The CD326⁻CD56⁺ population can generate all mesodermal lineages. CD326⁻CD56⁺ cells were isolated at day 3.5 from hESC cultures in A-BVF conditions and placed in specific differentiation conditions to test mesoderm lineage potential. (A–C) Hematopoietic and endothelial potential as shown by: (A) CD45⁺ and CD235⁺ cells generated after 2 wk of culture on OP9 stroma. (B) Erythroid colony generated in semisolid culture. (C) Generation of CD31⁺CD45⁻ endothelial cells on OP9 stroma. (D) Generation of CD73⁺CD34⁻ mesenchymal cells from day 3.5 CD326⁻CD56⁺ cells after an additional 7-d culture in Matrigel. (E–H) Mesenchymal potential as shown by histochemical staining of (E) cartilage (Alcian blue), (F) bone (von Kossa staining), and (G) adipose (Oil Red O) tissues. (H) Fibroblastic cells generated in day 7 culture. (I) Proportion of GFP⁺ cells, produced after 14 d from day 3.5 GFP⁺CD326⁻CD56⁺ cells, which represent hematopoietic, endothelial, or mesenchymal lineages based on flow cytometry. Data were compiled from limiting dilution analysis as described in Fig. S8. (J and K) Endothelial potential was confirmed, shown on FACS plot (J) by generation of CD31⁺VE-cadherin⁺ endothelial cells after 2 wk in culture. (K) The formation of branching capillaries in Matrigel-coated chamber slides, expressing CD31 (green). (L) Smooth muscle potential shown as cells expressing α-SMA (green). (M–P) Cardiac potential of CD326⁻CD56⁺ cells. (M) Myosin heavy chain, (N) CTNT, and (O) α-actinin protein (all as green) expressing cells at day 14 of culture. TOPRO3-staining (blue) showed cell nuclei. (P) Expression of genes involved in cardiomyocyte specification demonstrated by semiquantitative RT-PCR at day 14 of culture.
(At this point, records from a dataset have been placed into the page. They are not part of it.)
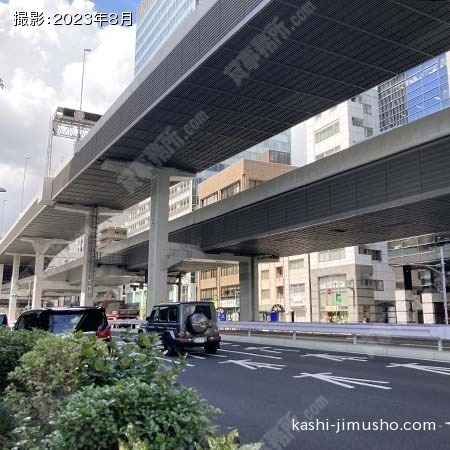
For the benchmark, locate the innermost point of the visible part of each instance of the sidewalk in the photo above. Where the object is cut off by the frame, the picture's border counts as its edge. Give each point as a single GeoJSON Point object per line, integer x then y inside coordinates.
{"type": "Point", "coordinates": [369, 347]}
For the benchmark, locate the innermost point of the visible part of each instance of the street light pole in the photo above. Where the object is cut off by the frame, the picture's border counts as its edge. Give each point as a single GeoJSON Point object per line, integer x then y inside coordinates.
{"type": "Point", "coordinates": [23, 182]}
{"type": "Point", "coordinates": [86, 50]}
{"type": "Point", "coordinates": [1, 219]}
{"type": "Point", "coordinates": [444, 283]}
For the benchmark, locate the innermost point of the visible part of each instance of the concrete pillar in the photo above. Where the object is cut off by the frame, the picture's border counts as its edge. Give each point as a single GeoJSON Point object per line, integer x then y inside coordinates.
{"type": "Point", "coordinates": [429, 316]}
{"type": "Point", "coordinates": [403, 301]}
{"type": "Point", "coordinates": [14, 288]}
{"type": "Point", "coordinates": [89, 259]}
{"type": "Point", "coordinates": [158, 240]}
{"type": "Point", "coordinates": [40, 249]}
{"type": "Point", "coordinates": [2, 268]}
{"type": "Point", "coordinates": [248, 290]}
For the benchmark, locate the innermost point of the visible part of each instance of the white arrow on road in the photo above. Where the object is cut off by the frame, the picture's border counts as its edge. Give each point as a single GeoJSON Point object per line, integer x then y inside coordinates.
{"type": "Point", "coordinates": [339, 358]}
{"type": "Point", "coordinates": [344, 381]}
{"type": "Point", "coordinates": [253, 365]}
{"type": "Point", "coordinates": [417, 366]}
{"type": "Point", "coordinates": [262, 349]}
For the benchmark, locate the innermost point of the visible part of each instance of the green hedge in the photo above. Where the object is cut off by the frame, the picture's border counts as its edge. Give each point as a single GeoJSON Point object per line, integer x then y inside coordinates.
{"type": "Point", "coordinates": [14, 344]}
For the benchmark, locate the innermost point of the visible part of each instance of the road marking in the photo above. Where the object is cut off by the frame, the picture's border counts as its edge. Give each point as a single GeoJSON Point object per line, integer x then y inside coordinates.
{"type": "Point", "coordinates": [262, 349]}
{"type": "Point", "coordinates": [253, 365]}
{"type": "Point", "coordinates": [417, 366]}
{"type": "Point", "coordinates": [338, 358]}
{"type": "Point", "coordinates": [195, 356]}
{"type": "Point", "coordinates": [250, 354]}
{"type": "Point", "coordinates": [286, 350]}
{"type": "Point", "coordinates": [174, 361]}
{"type": "Point", "coordinates": [344, 381]}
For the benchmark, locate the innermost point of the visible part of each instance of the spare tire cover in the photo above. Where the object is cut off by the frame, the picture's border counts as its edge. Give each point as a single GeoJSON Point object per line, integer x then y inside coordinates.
{"type": "Point", "coordinates": [197, 323]}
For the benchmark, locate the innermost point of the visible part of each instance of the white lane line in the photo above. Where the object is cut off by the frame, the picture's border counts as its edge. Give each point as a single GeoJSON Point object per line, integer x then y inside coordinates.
{"type": "Point", "coordinates": [253, 365]}
{"type": "Point", "coordinates": [251, 354]}
{"type": "Point", "coordinates": [346, 382]}
{"type": "Point", "coordinates": [338, 358]}
{"type": "Point", "coordinates": [286, 350]}
{"type": "Point", "coordinates": [174, 361]}
{"type": "Point", "coordinates": [263, 349]}
{"type": "Point", "coordinates": [417, 366]}
{"type": "Point", "coordinates": [196, 356]}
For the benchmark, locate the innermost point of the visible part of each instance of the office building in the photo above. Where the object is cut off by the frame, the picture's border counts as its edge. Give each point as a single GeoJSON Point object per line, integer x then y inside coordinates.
{"type": "Point", "coordinates": [414, 94]}
{"type": "Point", "coordinates": [222, 285]}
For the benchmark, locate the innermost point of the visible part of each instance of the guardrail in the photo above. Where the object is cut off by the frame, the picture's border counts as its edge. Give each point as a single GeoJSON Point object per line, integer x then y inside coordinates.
{"type": "Point", "coordinates": [377, 330]}
{"type": "Point", "coordinates": [438, 333]}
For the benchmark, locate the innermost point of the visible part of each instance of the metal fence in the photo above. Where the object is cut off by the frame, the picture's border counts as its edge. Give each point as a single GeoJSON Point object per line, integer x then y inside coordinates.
{"type": "Point", "coordinates": [437, 333]}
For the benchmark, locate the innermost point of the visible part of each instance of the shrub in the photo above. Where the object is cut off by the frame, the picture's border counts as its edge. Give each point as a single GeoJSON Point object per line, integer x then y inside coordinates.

RPL-7 is a housekeeping gene. Shown are data from H9, HES3, and H1 lines. Magnification 200× in B–H and 400× in K, N, and O).

Fig. 4.

Proposed model of cell surface marker expression during mesodermal specification from hESCs. The initial stage of mesoderm commitment is marked by the process of EMT during which the CD326⁻CD56⁺ population is generated. Subsequent commitment to mesoderm populations with more restricted potential is identified by day 7 of induction cultures by differential expression of the surface markers KDR, PDGFR-α, CD34, and CD73. The phenotype of precursors to the day 7 populations shown is yet to be delineated.